For me, the transition to manhood was not an external one: Fortunately, there was no rite of passage or singular circumstance that forced me to become a man. Rather, sitting there against a cliff with my father, I wondered if maybe adulthood simply meant looking beyond oneself, to the other, without any pretense or pomp. Maybe my father, with his unpretentious generosity and willingness to get back up and continue the trek, is the best example of a man I have.
He finished up his thoughts about the Brooks article, his breathing still audible.
‘How about we get that water,’ I said, reaching back into the pack.”

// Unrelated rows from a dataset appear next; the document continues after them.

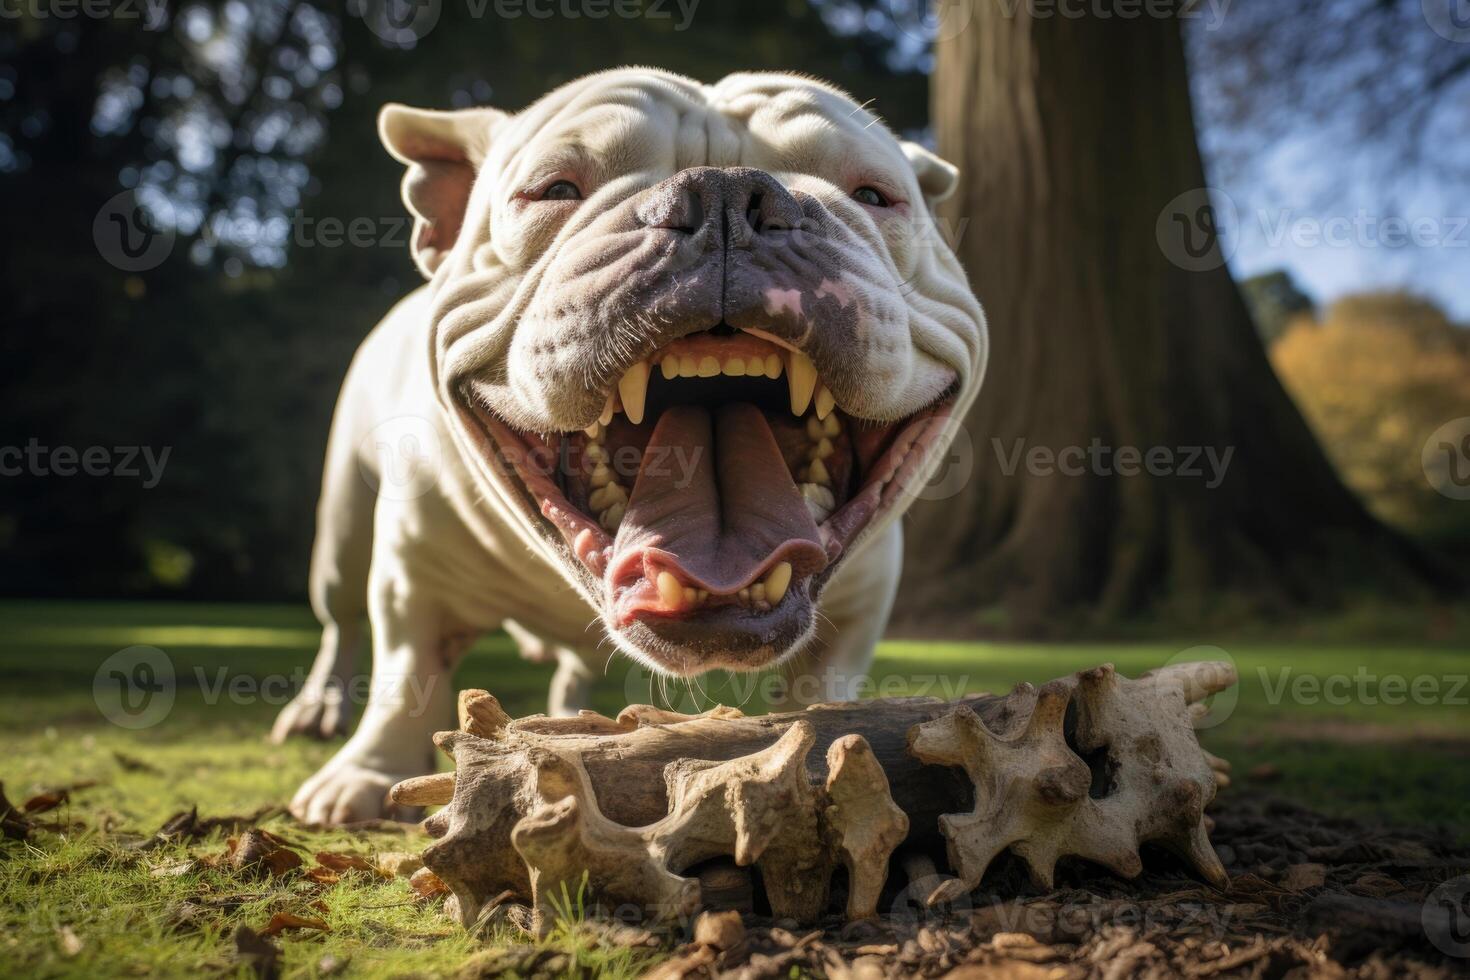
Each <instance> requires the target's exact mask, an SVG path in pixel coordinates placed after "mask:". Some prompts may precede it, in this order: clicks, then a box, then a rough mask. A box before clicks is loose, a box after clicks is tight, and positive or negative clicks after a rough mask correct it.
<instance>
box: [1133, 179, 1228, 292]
mask: <svg viewBox="0 0 1470 980" xmlns="http://www.w3.org/2000/svg"><path fill="white" fill-rule="evenodd" d="M1238 228H1239V213H1238V212H1236V209H1235V201H1232V200H1230V195H1229V194H1226V192H1225V191H1220V190H1216V188H1213V187H1198V188H1195V190H1192V191H1185V192H1183V194H1179V195H1176V197H1175V198H1173V200H1172V201H1169V203H1167V204H1164V209H1163V210H1161V212H1158V220H1155V222H1154V237H1155V238H1157V239H1158V248H1160V250H1161V251H1163V253H1164V257H1166V259H1169V262H1172V263H1173V264H1176V266H1179V267H1180V269H1185V270H1186V272H1208V270H1210V269H1219V267H1220V266H1223V264H1225V263H1227V262H1229V260H1230V256H1233V254H1235V248H1236V245H1238V244H1239V242H1238V238H1239V237H1238V234H1236V231H1238Z"/></svg>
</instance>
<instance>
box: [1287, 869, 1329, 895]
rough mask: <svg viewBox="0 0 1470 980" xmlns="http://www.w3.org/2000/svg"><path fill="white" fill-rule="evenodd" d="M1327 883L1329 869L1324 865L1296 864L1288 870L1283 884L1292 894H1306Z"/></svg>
mask: <svg viewBox="0 0 1470 980" xmlns="http://www.w3.org/2000/svg"><path fill="white" fill-rule="evenodd" d="M1326 883H1327V867H1326V865H1323V864H1294V865H1291V867H1289V868H1286V877H1285V879H1283V880H1282V884H1283V886H1285V887H1288V889H1291V890H1292V892H1305V890H1307V889H1311V887H1322V886H1323V884H1326Z"/></svg>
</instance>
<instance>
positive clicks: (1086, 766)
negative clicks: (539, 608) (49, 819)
mask: <svg viewBox="0 0 1470 980" xmlns="http://www.w3.org/2000/svg"><path fill="white" fill-rule="evenodd" d="M1233 682H1235V674H1233V670H1232V669H1230V667H1227V666H1225V664H1182V666H1176V667H1169V669H1164V670H1160V671H1155V673H1152V674H1145V676H1144V677H1139V679H1138V680H1127V679H1125V677H1119V676H1117V674H1116V673H1114V671H1113V669H1111V667H1110V666H1104V667H1098V669H1094V670H1089V671H1082V673H1079V674H1075V676H1070V677H1063V679H1060V680H1053V682H1050V683H1047V685H1044V686H1042V688H1041V689H1036V688H1033V686H1030V685H1019V686H1017V688H1016V689H1014V691H1011V693H1008V695H1005V696H995V695H970V696H966V698H960V699H958V701H941V699H933V698H886V699H876V701H863V702H844V704H825V705H816V707H813V708H808V710H806V711H797V713H784V714H773V716H766V717H754V718H747V717H742V716H741V713H739V711H738V710H734V708H725V707H720V708H716V710H713V711H709V713H704V714H700V716H682V714H675V713H670V711H664V710H660V708H653V707H650V705H634V707H631V708H626V710H625V711H622V713H620V714H619V716H617V718H607V717H604V716H600V714H595V713H582V714H581V716H579V717H575V718H547V717H544V716H534V717H528V718H520V720H512V718H510V717H509V716H507V714H506V713H504V711H503V710H501V708H500V705H498V704H497V702H495V699H494V698H492V696H491V695H488V693H487V692H482V691H473V692H463V693H462V696H460V724H462V729H465V730H462V732H441V733H440V735H438V736H437V738H435V742H437V743H438V745H440V746H441V748H444V749H445V751H447V752H448V754H450V755H453V758H454V763H456V771H454V773H453V774H448V773H445V774H440V776H429V777H422V779H415V780H406V782H403V783H400V785H398V786H395V788H394V790H392V798H394V801H395V802H400V804H406V805H431V804H442V805H444V810H441V811H440V813H437V814H435V815H432V817H431V818H429V820H426V821H425V827H426V829H428V832H429V833H431V835H432V836H435V837H437V842H435V843H434V845H431V846H429V848H428V849H426V851H425V855H423V860H425V864H426V865H428V867H429V868H431V870H432V871H434V873H435V874H438V877H440V879H442V880H444V882H445V884H447V886H448V887H450V889H451V892H453V893H454V901H453V902H451V908H453V912H454V914H456V915H457V917H459V918H460V921H463V923H465V924H466V926H467V924H470V923H473V920H475V917H476V914H478V911H479V908H481V905H482V904H484V902H485V901H488V899H490V898H492V896H498V895H501V893H503V892H506V890H510V892H514V893H516V895H519V896H522V898H523V899H525V901H528V902H529V904H531V905H532V907H534V909H535V912H537V921H538V923H542V924H545V923H547V921H550V917H551V914H553V912H554V909H556V908H557V902H559V899H560V896H562V895H563V893H566V895H570V893H576V892H578V890H579V889H582V887H584V886H585V887H587V889H588V890H589V896H585V898H591V899H592V901H595V902H597V904H600V905H601V907H604V908H616V907H620V905H631V907H634V908H637V911H638V914H639V915H641V917H645V918H678V917H686V915H692V914H694V912H695V911H697V909H698V908H700V907H701V905H703V904H704V901H703V898H701V892H700V879H698V871H697V868H698V865H701V864H704V862H709V861H711V860H720V858H728V860H734V862H735V864H736V865H741V867H754V868H756V870H759V873H760V882H761V884H763V887H764V896H766V901H767V902H769V905H770V909H772V912H773V914H776V915H781V917H791V918H797V920H798V921H811V920H814V918H817V917H819V915H822V914H823V911H826V908H828V904H829V898H831V896H829V890H831V879H832V874H833V871H835V870H836V868H838V867H844V868H845V870H847V879H848V887H847V904H845V914H847V917H848V918H861V917H866V915H872V914H875V911H876V907H878V902H879V895H881V892H882V890H883V887H885V882H886V877H888V871H889V862H891V857H892V854H894V851H895V849H897V848H898V846H900V845H904V846H906V849H907V851H910V852H913V851H932V852H935V854H936V855H938V852H939V846H941V845H942V849H944V852H945V854H947V855H948V864H950V868H948V871H950V877H945V879H942V882H941V884H939V886H938V887H936V889H933V890H932V893H931V895H928V901H929V902H931V904H935V902H942V901H953V899H956V898H957V896H960V895H963V893H966V892H969V890H972V889H973V887H976V886H978V884H979V883H980V879H982V877H983V874H985V871H986V868H988V867H989V864H991V862H992V861H994V858H995V857H997V855H998V854H1000V852H1003V851H1007V849H1008V851H1010V852H1013V854H1016V855H1017V857H1020V858H1022V860H1023V861H1025V862H1026V864H1028V867H1029V868H1030V873H1032V876H1033V879H1035V880H1036V882H1038V883H1042V884H1045V883H1050V880H1051V874H1053V868H1054V865H1055V862H1057V860H1058V858H1061V857H1067V855H1072V857H1082V858H1086V860H1091V861H1095V862H1100V864H1103V865H1105V867H1108V868H1111V870H1114V871H1117V873H1119V874H1125V876H1133V874H1138V873H1139V870H1141V867H1142V865H1141V860H1139V854H1138V849H1139V845H1142V843H1145V842H1157V843H1161V845H1164V846H1167V848H1169V849H1172V851H1173V852H1176V854H1177V855H1180V857H1182V858H1183V860H1186V861H1188V862H1189V864H1191V865H1192V867H1195V868H1197V870H1198V871H1200V874H1202V876H1204V877H1205V879H1207V880H1210V882H1213V883H1216V884H1220V883H1223V880H1225V873H1223V868H1222V867H1220V862H1219V861H1217V860H1216V857H1214V852H1213V849H1211V848H1210V843H1208V839H1207V836H1205V818H1204V813H1202V811H1204V807H1205V805H1207V804H1208V802H1210V799H1211V798H1213V796H1214V792H1216V786H1217V780H1219V779H1222V773H1220V770H1222V767H1223V764H1220V761H1219V760H1214V757H1210V755H1207V754H1205V752H1204V751H1202V749H1201V748H1200V743H1198V741H1197V739H1195V735H1194V727H1192V724H1191V718H1192V714H1194V713H1192V708H1191V705H1192V704H1194V702H1197V701H1201V699H1202V698H1205V696H1208V695H1210V693H1214V692H1217V691H1222V689H1225V688H1227V686H1229V685H1232V683H1233Z"/></svg>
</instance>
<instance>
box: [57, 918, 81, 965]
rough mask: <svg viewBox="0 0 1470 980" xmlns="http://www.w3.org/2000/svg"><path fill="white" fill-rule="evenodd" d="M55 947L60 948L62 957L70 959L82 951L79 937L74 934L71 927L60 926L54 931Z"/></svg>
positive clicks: (77, 934)
mask: <svg viewBox="0 0 1470 980" xmlns="http://www.w3.org/2000/svg"><path fill="white" fill-rule="evenodd" d="M56 945H57V946H60V948H62V955H63V956H66V958H68V959H71V958H72V956H75V955H76V954H79V952H81V951H82V945H84V943H82V940H81V936H78V934H76V930H73V929H72V927H71V926H62V927H60V929H57V930H56Z"/></svg>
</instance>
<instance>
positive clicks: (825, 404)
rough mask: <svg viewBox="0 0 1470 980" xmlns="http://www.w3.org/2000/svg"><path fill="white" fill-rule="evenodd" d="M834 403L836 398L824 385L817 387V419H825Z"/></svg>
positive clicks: (828, 413) (830, 391)
mask: <svg viewBox="0 0 1470 980" xmlns="http://www.w3.org/2000/svg"><path fill="white" fill-rule="evenodd" d="M835 404H836V398H833V397H832V392H831V391H828V386H826V385H822V386H820V388H817V419H826V417H828V416H829V414H832V406H835Z"/></svg>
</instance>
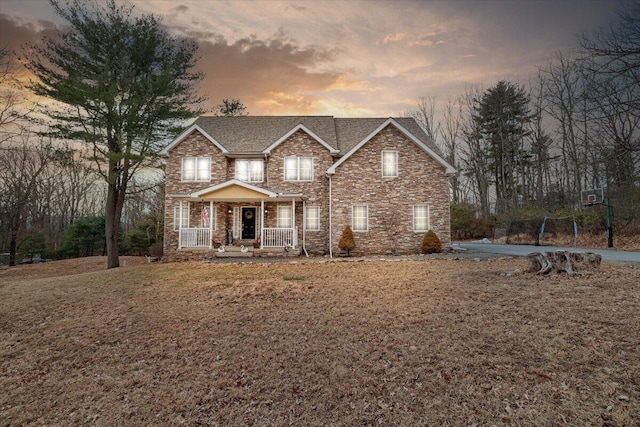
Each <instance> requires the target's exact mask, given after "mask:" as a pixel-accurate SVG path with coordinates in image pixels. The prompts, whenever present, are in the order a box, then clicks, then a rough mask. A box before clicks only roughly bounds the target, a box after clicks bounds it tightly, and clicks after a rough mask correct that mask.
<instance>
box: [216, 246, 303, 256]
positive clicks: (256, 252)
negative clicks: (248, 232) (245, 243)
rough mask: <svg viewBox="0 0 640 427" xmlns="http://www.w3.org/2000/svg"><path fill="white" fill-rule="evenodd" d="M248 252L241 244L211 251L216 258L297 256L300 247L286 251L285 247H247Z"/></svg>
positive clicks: (297, 255)
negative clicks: (284, 247) (281, 247)
mask: <svg viewBox="0 0 640 427" xmlns="http://www.w3.org/2000/svg"><path fill="white" fill-rule="evenodd" d="M246 248H247V252H242V251H241V250H240V246H225V247H224V252H218V251H217V250H216V249H212V252H210V253H211V254H212V255H213V257H215V258H252V257H262V258H267V257H295V256H299V255H300V249H299V248H296V249H289V250H288V251H285V250H284V248H263V249H255V248H253V247H246Z"/></svg>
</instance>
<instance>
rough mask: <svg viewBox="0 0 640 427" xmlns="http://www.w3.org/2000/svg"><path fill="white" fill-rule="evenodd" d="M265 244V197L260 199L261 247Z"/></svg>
mask: <svg viewBox="0 0 640 427" xmlns="http://www.w3.org/2000/svg"><path fill="white" fill-rule="evenodd" d="M263 245H264V199H260V249H262V247H263Z"/></svg>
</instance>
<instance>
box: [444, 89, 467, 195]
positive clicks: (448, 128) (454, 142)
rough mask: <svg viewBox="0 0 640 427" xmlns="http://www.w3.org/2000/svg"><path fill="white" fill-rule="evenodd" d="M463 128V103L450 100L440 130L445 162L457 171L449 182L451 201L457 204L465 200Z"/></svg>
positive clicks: (444, 110)
mask: <svg viewBox="0 0 640 427" xmlns="http://www.w3.org/2000/svg"><path fill="white" fill-rule="evenodd" d="M462 126H463V118H462V103H461V102H455V101H454V100H453V99H452V98H450V99H449V100H448V101H447V104H446V105H445V107H444V113H443V118H442V124H441V125H440V126H439V130H440V137H441V140H442V148H443V151H444V156H445V160H446V161H447V162H448V163H449V164H450V165H451V166H453V167H454V168H455V169H456V171H457V172H456V173H455V175H453V176H452V177H451V178H450V180H449V185H450V187H451V201H452V202H453V203H456V204H457V203H460V202H461V201H462V200H463V194H462V184H461V182H460V178H461V173H460V171H459V169H460V164H459V163H460V161H459V156H460V138H461V137H462Z"/></svg>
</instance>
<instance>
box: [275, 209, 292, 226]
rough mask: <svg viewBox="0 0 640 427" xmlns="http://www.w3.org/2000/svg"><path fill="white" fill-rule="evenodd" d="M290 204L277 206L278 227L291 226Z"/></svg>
mask: <svg viewBox="0 0 640 427" xmlns="http://www.w3.org/2000/svg"><path fill="white" fill-rule="evenodd" d="M292 227H293V217H292V215H291V206H278V228H292Z"/></svg>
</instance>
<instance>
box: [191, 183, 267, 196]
mask: <svg viewBox="0 0 640 427" xmlns="http://www.w3.org/2000/svg"><path fill="white" fill-rule="evenodd" d="M191 197H198V198H200V197H203V198H204V197H206V198H207V199H216V198H220V199H221V200H222V199H224V200H234V199H235V200H244V199H250V198H261V197H263V198H269V197H277V194H276V193H274V192H272V191H269V190H265V189H264V188H260V187H256V186H255V185H251V184H247V183H246V182H243V181H239V180H237V179H231V180H229V181H226V182H223V183H221V184H217V185H214V186H211V187H208V188H204V189H202V190H200V191H196V192H195V193H192V194H191Z"/></svg>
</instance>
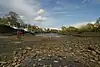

Our Analysis: Andrew is an outstanding writer. He writes in a unique style, has an excellent command of the English language (something we find to be extremely rare among college applicants), and he’s self-aware and quite mature for his age. This essay is a rather profound reflection on what it means to be a man through his observations of his father. Is the essay perfect? Absolutely not. It’s a bit dull. There’s a bit too much telling rather than showing in his descriptions of his father. It would have been nice if we could see for ourselves what Andrew’s father is like without him having to tell us what is like. What did he see when he looked at his dad that made him think about his father’s employment status? When he cites the David Brooks article, it would likewise have been great had Andrew gone into detail about what this article was about and why it serves the narrative about how he views his father. Had he done this, it would have added a great element of intellectual curiosity, something vital in each successful Common App. Personal Statement. That said, the essay is still outstanding. Andrew did not earn admission to Harvard in spite of this essay. We’ve never seen Andrew’s grades, scores, letters of recommendation, application, extracurriculars, or supplemental essays (to name just a few things), but this essay would have only helped his case for admission to Harvard University.